By contemporary standards of cultural awareness, Apollo 13 is essentially inert. It is a film about American triumph that asks us to celebrate that triumph without reservation or complexity. This absence of critical perspective, while making for efficient storytelling, places it squarely in the pre-woke era of cinema, where historical events could be presented as straightforward narratives of human courage rather than as contested terrain requiring careful ideological framing.
Analysis generated by our Consciousness Algorithm
Critic Reviews
“"The Right Stuff" will endure as the more ambitious movie, but this book-faithful, 2-hour team effort shrewdly keeps its eye on the ball.”
“Perhaps the most impressive feat of this film is sustaining white-knuckle tension even though the chain of events is well-known.”
“Ron Howard's film of this mission is directed with a single-mindedness and attention to detail that makes it riveting.”
“And as film, Apollo 13 is dull… Partly it's because there are no characters, no room for any substantive character development… Apollo 13 is staffed with human puppets. [31 July 1995]”
Consciousness Markers
The cast is predominantly white and male, reflecting the historical reality of the 1970 space program but presented without any acknowledgment of why this was the case.

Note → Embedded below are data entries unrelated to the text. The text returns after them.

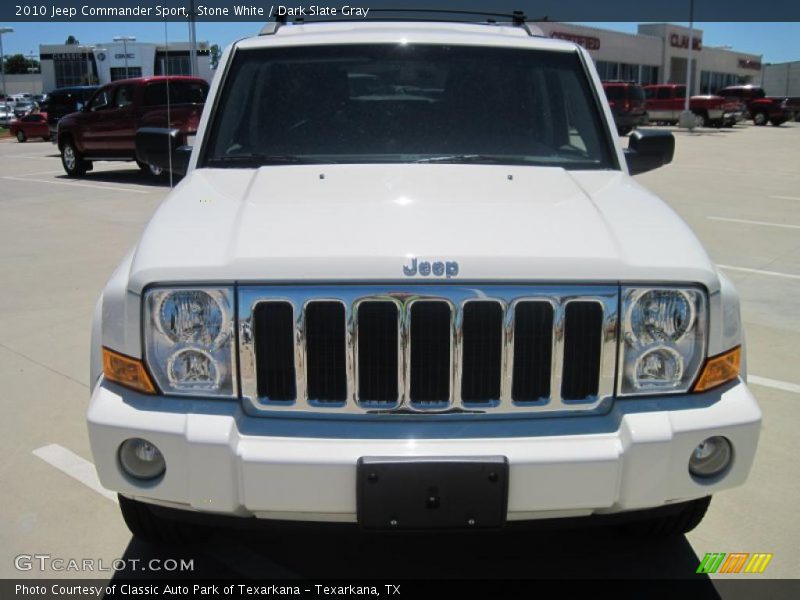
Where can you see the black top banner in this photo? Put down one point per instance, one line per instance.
(459, 10)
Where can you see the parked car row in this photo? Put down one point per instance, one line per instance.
(633, 105)
(105, 127)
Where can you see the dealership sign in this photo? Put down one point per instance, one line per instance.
(748, 63)
(588, 42)
(682, 41)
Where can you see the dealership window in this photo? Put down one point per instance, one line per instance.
(120, 73)
(643, 74)
(711, 82)
(72, 71)
(173, 64)
(649, 75)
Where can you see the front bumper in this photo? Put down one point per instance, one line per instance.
(734, 117)
(220, 460)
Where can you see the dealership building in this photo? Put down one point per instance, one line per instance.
(65, 65)
(658, 54)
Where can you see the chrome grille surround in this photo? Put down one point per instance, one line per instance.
(404, 296)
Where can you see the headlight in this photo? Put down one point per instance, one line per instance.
(189, 340)
(663, 339)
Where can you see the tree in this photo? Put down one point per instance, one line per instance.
(17, 64)
(215, 55)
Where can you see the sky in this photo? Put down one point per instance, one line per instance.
(777, 42)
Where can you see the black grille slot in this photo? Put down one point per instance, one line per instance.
(582, 345)
(482, 331)
(377, 351)
(533, 351)
(430, 351)
(325, 352)
(274, 337)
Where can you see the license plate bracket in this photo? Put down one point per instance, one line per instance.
(432, 493)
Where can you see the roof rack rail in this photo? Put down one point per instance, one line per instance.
(516, 18)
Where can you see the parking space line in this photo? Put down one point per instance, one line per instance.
(774, 383)
(760, 272)
(748, 222)
(75, 183)
(75, 466)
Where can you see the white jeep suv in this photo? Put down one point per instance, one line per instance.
(408, 282)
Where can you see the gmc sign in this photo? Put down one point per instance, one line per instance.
(588, 42)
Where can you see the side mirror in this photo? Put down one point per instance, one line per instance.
(648, 150)
(161, 147)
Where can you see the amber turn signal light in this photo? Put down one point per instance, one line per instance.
(126, 371)
(720, 369)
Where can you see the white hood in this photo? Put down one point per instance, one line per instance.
(362, 223)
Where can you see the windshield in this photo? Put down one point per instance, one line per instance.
(407, 103)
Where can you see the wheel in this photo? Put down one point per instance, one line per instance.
(73, 163)
(148, 527)
(700, 120)
(152, 170)
(677, 524)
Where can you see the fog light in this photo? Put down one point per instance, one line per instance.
(711, 457)
(141, 459)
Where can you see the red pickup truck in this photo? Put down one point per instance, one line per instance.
(666, 101)
(105, 129)
(760, 107)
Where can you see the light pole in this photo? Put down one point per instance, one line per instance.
(32, 70)
(125, 39)
(86, 50)
(3, 60)
(687, 118)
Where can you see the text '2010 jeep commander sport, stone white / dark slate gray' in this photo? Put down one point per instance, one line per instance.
(408, 282)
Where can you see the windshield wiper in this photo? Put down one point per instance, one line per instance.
(256, 159)
(464, 158)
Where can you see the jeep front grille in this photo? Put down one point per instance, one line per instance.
(427, 348)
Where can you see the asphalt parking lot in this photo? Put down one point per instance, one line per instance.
(60, 239)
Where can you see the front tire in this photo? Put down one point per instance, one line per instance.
(72, 161)
(148, 527)
(700, 119)
(673, 525)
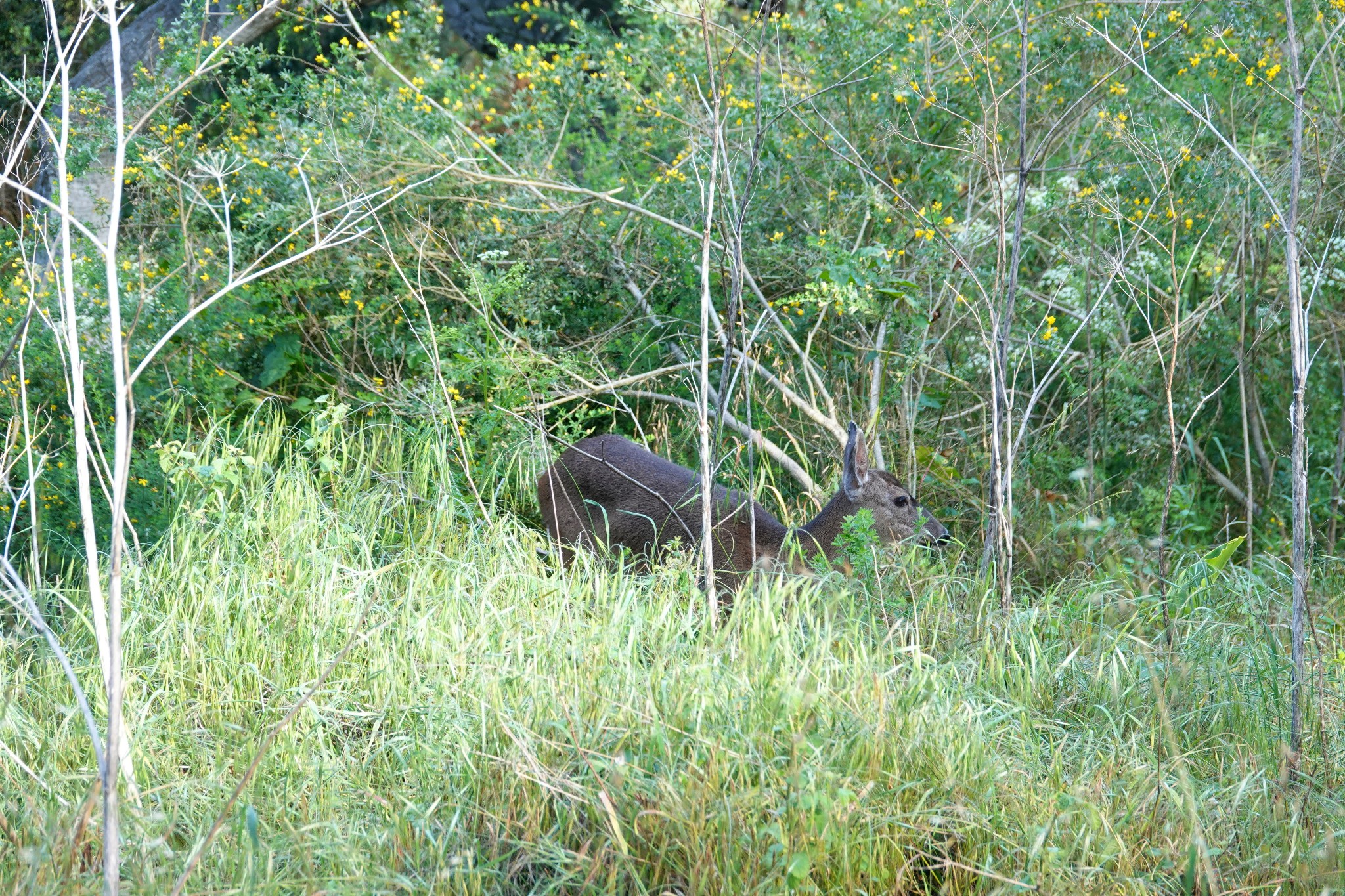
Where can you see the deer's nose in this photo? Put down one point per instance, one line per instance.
(937, 532)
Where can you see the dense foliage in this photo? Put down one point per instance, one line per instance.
(373, 281)
(873, 156)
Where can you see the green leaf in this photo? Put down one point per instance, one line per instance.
(280, 358)
(250, 824)
(1219, 559)
(798, 868)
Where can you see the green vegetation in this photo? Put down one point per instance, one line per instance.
(1066, 264)
(503, 727)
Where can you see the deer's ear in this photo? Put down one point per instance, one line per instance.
(854, 473)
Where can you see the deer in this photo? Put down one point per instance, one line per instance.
(607, 492)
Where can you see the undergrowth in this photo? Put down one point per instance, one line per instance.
(505, 727)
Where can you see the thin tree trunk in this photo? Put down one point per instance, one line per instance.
(876, 394)
(1242, 396)
(121, 464)
(1000, 523)
(1172, 463)
(1338, 469)
(1298, 409)
(77, 383)
(707, 309)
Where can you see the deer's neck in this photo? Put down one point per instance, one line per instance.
(826, 526)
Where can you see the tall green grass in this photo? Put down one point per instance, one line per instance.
(505, 727)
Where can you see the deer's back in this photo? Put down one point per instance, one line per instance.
(611, 490)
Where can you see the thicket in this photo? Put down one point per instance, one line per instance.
(872, 152)
(1038, 251)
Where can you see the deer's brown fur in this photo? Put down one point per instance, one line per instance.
(609, 492)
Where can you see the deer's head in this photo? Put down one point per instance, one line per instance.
(896, 513)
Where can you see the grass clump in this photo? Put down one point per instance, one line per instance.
(503, 727)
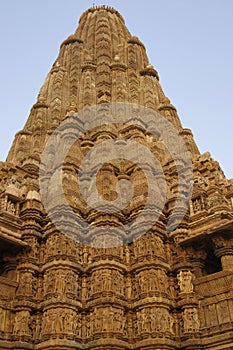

Female characters are present but marginalized as supporting roles.
No LGBTQ+ themes or characters are present in the film. The narrative is entirely heterosexual and unconcerned with sexual orientation.
Women appear in the film primarily as wives and support staff. While Kathleen Quinlan's character has agency as a concerned spouse, there is no feminist critique or examination of women's roles in the space program.
The film's cast is overwhelmingly white. While the historical space program was segregated, the film presents this without comment or acknowledgment of the racial barriers that existed.
Climate change and environmental concerns are entirely absent from the film's narrative and thematic concerns.
The film presents the space program as an unqualified good and celebrates American institutional and corporate achievement without any critique of capitalism or the military-industrial complex.
The film presents fit, able-bodied astronauts and personnel without commentary. There is a basic assumption that physical capability is required for the mission, presented without irony or critique.
No neurodivergent characters or themes are present. The film assumes neurotypical functioning as the baseline for all personnel.
The film presents the Apollo 13 mission largely as documented historical fact, though it simplifies and dramatizes events. There is no attempt to rewrite history to accommodate modern sensibilities.
The film is driven by plot and action rather than exposition or preachy messaging. Characters solve problems rather than discussing their feelings or the implications of their circumstances.